The civil penalty, which was issued on Dec. 17, is part of a consent order and agreement to resolve violations of the Clean Streams Law and the Dam Safety and Encroachments Act. The order also puts David C. Hook on a schedule to replace or restore the impacted natural resources, including about three acres of wetlands.
“We have measures in Pennsylvania to ensure construction and development occurs in a manner that limits impacts to our natural resources,” said George Jugovic Jr., the DEP’s Southwest Region director “Anyone who flagrantly ignores those measures will be subject to a fine and be made to correct the violations.”
Hook did the work on 97.4 acres of land that Lamar Prospect Trust owns near the intersection of Interstate 79 and Route 21.
In early October 2009, Hook submitted an erosion and sediment control (ESC) plan to the Greene County Conservation District. The conservation district advised Hook that he would need a National Pollutant Discharge Elimination System (NPDES) permit from the DEP because the proposed commercial development project encompassed more than 30 acres. He withdrew the original ESC plan and submitted a new ESC plan for less than five acres of earthwork to construct a building and parking area, eliminating the need for an NPDES permit.

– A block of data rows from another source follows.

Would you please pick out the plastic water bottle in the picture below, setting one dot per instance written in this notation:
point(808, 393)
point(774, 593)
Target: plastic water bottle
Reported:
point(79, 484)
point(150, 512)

In late October 2009, the DEP and the conservation district responded to a complaint about work being done at the site and found that Hook had cleared more than 30 acres of land, destroyed wetlands, relocated streams and failed to install adequate erosion and sediment controls that resulted in sediment pollution to unnamed tributaries of South Fork Ten Mile Creek, according to the DEP.

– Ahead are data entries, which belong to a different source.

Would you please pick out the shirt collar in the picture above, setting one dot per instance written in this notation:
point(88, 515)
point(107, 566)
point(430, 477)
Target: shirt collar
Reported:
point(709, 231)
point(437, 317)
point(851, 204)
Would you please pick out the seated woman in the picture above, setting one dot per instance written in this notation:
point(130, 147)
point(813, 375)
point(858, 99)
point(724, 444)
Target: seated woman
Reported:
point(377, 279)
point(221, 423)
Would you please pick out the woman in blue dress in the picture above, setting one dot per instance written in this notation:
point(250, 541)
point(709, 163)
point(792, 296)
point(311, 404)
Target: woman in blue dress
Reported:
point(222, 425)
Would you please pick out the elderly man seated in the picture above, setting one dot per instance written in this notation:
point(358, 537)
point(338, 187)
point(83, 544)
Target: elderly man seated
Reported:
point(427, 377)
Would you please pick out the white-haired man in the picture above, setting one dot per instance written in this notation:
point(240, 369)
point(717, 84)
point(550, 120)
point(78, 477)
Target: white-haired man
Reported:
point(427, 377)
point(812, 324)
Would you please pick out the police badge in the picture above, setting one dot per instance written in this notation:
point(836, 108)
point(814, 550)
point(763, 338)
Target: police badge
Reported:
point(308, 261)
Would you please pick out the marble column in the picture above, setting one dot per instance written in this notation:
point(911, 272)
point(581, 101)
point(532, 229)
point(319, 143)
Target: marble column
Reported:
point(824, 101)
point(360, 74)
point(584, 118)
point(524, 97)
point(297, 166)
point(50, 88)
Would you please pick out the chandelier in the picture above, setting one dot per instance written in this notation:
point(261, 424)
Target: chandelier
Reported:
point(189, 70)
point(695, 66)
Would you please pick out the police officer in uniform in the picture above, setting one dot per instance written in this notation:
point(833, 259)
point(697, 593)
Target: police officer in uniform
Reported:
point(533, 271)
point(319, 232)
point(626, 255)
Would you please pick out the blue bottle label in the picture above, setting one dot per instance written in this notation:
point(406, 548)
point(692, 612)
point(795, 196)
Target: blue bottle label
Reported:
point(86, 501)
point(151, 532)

The DEP issued two notices of violation for that work and two compliance orders after discovering additional unauthorized work at the construction site in November 2009.
Through the consent order and agreement, Hook agreed to pay the $275,000 penalty, submit all required permit applications and restoration plans, begin restoring the site within 30 days of the DEP’s restoration plan approval and monitor all restored wetlands and streams for at least five years.
He submitted the required NPDES permit application and paid the first penalty installment. Hook has until Feb. 1 to submit the resource restoration plan for the DEP’s review.
In February 2010, the DEP issued a notice of violation to Franklin Township for giving Lamar Prospect Trust building permits for the site without an NPDES permit or approved ESC plan. The township then issued a “stop-work order” and summary citation to Lamar Prospect Trust for failure to comply with state environmental laws.